Huntington is a town in Emery County, Utah, United States. The population was 2,129 at the 2010 census. It is the largest town in Emery County.

Huntington is named after Huntington Creek, and Huntington Creek was probably named for William, Oliver, and Dimick Huntington, brothers who led exploring parties into the region during the 1850s. The first settlers of European extraction in the area were four stockmen, Leander Lemmon, James McHadden, Bill Gentry, and Alfred Starr, who brought their herds to Huntington Creek in 1875.

In the fall of 1877, in response to the same call from The Church of Jesus Christ of Latter-day Saints that brought settlers to the other creeks in Castle Valley, a small group from Fairview, Utah, under the leadership of Elias Cox, established a dugout colony on the banks of Huntington Creek and began digging irrigation canals. The colony grew from 126 in 1880 to 738 in 1890 and 1,293 in 1910. A majority of the early settlers came from Sanpete Valley, which by the late 1870s had outgrown its irrigable land, and many belonged to three or four interrelated kinship groups, making for an abundance of cousins in the community.

In 1880 a mile-square townsite was surveyed on the Prickly Pear Flat, a bench south and west of the creek. The first structure erected on the new townsite was a 40-by-60-foot (12 by 18 m) log meetinghouse, which was completed in time for an all-night New Year's Eve party on 31 December 1880. Most of the townsite was without water until the completion of the Huntington Canal in 1882. Settlers drew town lots and built homes in town as they proved up on their homesteads. The first homes, some of which were still occupied until recent years, were typically of sawed log or plank construction or of adobe sheathed with lumber. The erection of a new LDS meetinghouse in 1896 inaugurated a twenty-year building boom that saw the completion of many brick homes, schools, and commercial buildings.

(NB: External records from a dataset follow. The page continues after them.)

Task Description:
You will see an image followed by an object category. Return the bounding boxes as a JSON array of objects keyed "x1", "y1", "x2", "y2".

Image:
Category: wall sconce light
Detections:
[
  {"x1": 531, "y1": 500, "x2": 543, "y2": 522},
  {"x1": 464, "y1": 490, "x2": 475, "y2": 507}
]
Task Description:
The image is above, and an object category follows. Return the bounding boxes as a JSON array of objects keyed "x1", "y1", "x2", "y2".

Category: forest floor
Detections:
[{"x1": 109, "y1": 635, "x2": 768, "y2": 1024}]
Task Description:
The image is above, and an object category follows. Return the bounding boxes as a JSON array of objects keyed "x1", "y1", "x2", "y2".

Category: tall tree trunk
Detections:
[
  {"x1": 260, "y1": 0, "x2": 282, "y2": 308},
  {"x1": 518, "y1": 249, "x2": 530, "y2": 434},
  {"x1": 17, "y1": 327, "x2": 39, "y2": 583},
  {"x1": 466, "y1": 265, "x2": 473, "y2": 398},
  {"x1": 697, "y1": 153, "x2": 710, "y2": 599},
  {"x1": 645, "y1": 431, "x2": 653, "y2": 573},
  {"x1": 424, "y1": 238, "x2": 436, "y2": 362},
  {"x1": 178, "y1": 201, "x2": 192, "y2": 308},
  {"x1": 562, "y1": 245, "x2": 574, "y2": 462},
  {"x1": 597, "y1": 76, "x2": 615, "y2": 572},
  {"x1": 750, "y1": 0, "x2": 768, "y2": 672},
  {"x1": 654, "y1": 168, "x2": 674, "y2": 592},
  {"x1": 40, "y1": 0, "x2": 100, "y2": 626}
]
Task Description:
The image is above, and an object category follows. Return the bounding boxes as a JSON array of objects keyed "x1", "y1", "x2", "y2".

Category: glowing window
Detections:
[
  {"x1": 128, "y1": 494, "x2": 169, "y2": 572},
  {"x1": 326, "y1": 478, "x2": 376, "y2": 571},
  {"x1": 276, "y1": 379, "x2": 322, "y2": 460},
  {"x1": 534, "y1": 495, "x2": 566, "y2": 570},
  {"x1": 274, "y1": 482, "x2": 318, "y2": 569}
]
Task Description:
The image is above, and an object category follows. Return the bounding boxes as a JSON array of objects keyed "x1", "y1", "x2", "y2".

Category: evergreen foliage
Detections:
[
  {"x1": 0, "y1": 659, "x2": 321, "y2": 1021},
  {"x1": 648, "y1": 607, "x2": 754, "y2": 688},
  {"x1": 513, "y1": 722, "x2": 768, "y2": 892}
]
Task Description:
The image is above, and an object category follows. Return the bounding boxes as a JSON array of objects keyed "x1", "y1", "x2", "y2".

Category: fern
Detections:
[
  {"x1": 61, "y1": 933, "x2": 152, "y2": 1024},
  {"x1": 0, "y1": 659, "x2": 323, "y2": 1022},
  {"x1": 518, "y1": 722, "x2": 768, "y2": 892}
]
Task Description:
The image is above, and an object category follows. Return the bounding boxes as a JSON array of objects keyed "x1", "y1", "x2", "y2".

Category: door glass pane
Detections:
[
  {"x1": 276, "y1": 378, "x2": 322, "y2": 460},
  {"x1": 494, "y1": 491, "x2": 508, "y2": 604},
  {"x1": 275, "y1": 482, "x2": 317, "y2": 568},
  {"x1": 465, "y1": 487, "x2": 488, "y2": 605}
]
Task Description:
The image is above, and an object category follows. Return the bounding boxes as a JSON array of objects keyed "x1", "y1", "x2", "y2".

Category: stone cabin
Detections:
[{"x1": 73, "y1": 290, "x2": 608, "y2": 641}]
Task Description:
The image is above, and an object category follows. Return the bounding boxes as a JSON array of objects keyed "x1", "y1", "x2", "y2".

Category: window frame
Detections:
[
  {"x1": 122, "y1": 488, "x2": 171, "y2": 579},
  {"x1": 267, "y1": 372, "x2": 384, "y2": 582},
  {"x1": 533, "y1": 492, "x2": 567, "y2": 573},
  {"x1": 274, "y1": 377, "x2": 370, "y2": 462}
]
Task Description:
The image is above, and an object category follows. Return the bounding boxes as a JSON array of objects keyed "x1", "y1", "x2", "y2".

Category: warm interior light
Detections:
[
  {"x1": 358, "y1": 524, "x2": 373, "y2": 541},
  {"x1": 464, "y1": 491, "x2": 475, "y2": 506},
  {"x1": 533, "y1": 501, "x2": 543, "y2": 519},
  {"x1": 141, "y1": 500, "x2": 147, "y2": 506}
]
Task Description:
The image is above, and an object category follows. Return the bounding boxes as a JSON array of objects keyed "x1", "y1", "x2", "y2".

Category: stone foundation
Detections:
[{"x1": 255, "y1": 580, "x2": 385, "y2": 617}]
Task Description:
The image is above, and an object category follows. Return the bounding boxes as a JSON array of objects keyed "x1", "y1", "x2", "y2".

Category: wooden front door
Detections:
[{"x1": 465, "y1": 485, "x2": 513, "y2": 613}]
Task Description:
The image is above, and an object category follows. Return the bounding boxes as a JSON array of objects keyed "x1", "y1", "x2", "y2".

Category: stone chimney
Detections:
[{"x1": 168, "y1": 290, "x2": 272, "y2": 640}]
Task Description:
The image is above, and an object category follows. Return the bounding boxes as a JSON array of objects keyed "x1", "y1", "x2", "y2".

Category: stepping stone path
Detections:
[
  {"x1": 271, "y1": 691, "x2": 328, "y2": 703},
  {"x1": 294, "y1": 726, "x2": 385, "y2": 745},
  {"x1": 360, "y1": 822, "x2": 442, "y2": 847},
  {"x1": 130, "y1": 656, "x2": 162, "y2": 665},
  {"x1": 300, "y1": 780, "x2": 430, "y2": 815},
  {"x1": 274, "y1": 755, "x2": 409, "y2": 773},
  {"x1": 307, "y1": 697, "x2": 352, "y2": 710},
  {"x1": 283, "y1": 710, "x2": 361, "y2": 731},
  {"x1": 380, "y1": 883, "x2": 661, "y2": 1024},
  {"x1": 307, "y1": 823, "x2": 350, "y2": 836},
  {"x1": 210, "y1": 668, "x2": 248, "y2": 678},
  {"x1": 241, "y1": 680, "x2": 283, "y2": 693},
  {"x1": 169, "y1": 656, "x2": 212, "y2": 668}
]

Huntington's early economic base was agriculture and stockraising. Alfalfa seed was an important cash crop around the start of the 20th century, and honey produced by local apiarist Christian Ottesen won first prize at the St. Louis World's Fair in 1903. For most of its history, however, Huntington has drawn its main income from coal mining. Small "wagon mines" in Huntington Canyon provided limited employment. The coal camp of Mohrland, 8 miles (13 km) to the north, active from about 1909 to 1938, was virtually an extension of Huntington, with many residents dividing the year between the mine and the farm. With the coming of better highways in the 1940s and 1950s, many miners commuted daily from Huntington to Hiawatha and other Carbon County mines.